4 Table operations

Print this chapter

The first two sections illustrate the pivot and join functionalities of the Tidyverse libraries using simple examples. The last section instead presents a more complex example, loading and wrangling with data related to the 2011 Output Area Classification and the Indexes of Multiple Deprivation 2015.

library(tidyverse)
library(knitr)

4.1 Long and wide table formats

Tabular data are usually presented in two different formats.

Wide: this is the most common approach, where each real-world entity (e.g. a city) is represented by one single row and its attributes are represented through different columns (e.g., a column representing the total population in the area, another column representing the size of the area, etc.).

City	Population	Area	Density
Leicester	329,839	73.3	4,500
Nottingham	321,500	74.6	4,412

Long: this is probably a less common approach, but still necessary in many cases, where each real-world entity (e.g. a city) is represented by multiple rows, each one reporting only one of its attributes.

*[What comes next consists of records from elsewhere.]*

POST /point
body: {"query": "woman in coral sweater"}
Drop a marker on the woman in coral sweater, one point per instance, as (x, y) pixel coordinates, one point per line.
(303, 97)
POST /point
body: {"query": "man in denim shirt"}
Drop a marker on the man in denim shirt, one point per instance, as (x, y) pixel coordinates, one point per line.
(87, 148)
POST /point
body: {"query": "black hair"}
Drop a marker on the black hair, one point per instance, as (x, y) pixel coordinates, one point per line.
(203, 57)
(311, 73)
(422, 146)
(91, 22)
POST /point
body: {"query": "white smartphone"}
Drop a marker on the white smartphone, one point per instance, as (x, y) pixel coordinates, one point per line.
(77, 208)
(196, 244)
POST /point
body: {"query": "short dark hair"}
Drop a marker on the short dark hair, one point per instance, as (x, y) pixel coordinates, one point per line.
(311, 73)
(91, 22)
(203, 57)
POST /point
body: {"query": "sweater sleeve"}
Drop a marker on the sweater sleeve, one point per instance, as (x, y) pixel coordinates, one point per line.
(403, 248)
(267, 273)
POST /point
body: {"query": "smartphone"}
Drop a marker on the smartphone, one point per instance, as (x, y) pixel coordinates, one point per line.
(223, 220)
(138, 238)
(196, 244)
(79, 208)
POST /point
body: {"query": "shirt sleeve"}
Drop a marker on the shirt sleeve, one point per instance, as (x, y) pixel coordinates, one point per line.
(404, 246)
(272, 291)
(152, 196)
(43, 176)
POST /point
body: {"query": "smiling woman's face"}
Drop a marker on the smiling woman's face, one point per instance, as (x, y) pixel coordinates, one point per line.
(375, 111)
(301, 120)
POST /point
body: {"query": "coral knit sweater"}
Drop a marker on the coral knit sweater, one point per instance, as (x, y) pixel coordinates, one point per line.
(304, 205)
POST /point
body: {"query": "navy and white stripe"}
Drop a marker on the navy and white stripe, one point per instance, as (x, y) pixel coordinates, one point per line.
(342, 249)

In this case, one column is used to indicate which attribute each row represent, and another column is used to report the value.

City	Attribute	Value
Leicester	Population	329,839
Leicester	Area	73.3
Leicester	Density	4,500
Nottingham	Population	321,500
Nottingham	Area	74.6
Nottingham	Density	4,412

The tidyr library provides two functions that allow transforming wide-formatted data to a long format, and vice-versa. Please take your time to understand the example below and check out the tidyr help pages before continuing.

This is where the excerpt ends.